Elle n'a jamais été inscrite à l'école et n'a jamais voyagé plus de 100 mètres de son domicile. Rien que pour aller mendier devant le magasin c’était tout un problème. Elle a dû marcher à quatre pattes, en utilisant des sandales en plastique pour protéger ses mains. Et à cause de son handicap, elle a dû faire face à la discrimination et tourner en dérision partout où elle allait.

«Je voyait le monde passer, » dit-elle. «Je voyais les enfants de mon âge jouer et courir toute la journée. »

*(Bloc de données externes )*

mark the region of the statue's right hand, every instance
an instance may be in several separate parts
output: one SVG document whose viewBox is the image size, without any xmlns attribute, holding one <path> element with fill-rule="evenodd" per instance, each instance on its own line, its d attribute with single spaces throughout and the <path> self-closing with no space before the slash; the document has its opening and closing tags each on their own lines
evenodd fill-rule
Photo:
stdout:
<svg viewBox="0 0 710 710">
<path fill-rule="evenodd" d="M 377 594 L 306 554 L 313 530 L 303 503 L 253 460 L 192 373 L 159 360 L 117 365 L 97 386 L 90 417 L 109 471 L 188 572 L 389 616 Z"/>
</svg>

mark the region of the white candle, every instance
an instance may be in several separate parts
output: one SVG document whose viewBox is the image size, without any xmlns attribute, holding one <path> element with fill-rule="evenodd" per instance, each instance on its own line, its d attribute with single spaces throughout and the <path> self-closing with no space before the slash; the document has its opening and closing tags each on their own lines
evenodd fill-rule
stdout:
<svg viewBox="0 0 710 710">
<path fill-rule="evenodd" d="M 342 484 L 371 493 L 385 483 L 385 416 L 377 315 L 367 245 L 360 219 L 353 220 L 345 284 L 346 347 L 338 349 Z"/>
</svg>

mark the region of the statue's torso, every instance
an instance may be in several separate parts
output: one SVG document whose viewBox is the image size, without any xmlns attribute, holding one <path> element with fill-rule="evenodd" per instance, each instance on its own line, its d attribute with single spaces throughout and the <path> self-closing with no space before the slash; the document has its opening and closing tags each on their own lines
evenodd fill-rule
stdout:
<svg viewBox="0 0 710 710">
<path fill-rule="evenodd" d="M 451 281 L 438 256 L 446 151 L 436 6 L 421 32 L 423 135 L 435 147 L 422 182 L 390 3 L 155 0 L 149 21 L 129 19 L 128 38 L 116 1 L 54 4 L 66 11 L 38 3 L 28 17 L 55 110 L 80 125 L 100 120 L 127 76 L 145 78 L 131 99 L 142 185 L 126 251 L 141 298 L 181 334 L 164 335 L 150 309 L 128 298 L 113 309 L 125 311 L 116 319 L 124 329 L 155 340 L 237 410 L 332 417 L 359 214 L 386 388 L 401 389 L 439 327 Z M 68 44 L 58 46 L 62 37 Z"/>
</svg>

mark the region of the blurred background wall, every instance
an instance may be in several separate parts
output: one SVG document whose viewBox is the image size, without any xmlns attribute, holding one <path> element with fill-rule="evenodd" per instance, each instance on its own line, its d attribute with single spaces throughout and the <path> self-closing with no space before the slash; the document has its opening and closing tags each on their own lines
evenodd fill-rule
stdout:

Mais tout a changé en Décembre 2014. Elle s’est inscrite à Ilimin Zama Dunia – qui signifie en français  Initiative d'action pour les adolescentes -   un programme de formation informel.

Bien que Barira ait été privée de chaque occasion d'apprendre, son mentor à Illimin, Rakia Sani, s’est aperçue qu'elle était dotée d’une grande intelligence et super motivée.

« Elle jouit d’une grande capacité  de compréhension et est activement engagée dans le processus d'apprentissage. Elle est de nature positive pour atteindre ses objectifs, et les poursuit malgré les défis à relever », a déclaré Mme Sani, et d’ajouter, « Barira est une combattante. »

Leçons de vie

Barira faisait partie des 10.041adolescents inscrits à la session de décembre 2014 du programme qui réunit les filles vulnérables pendant huit mois de cours sur l'alphabétisation, la santé reproductive, l'hygiène et les droits humains.

En plus d’aider les filles à développer leur estime de soi, les cours sont conçus pour les autonomiser afin de refuser le mariage des enfants  et d’éviter les grossesses précoces. Grâce à l’appui de l’UNFPA, le Ministère de la population, l'autonomisation des femmes et de protection de l'enfance, et l'ONG Matassa Lafia, Illimin compte atteindre 250.000 adolescentes entre 2014 et 2018.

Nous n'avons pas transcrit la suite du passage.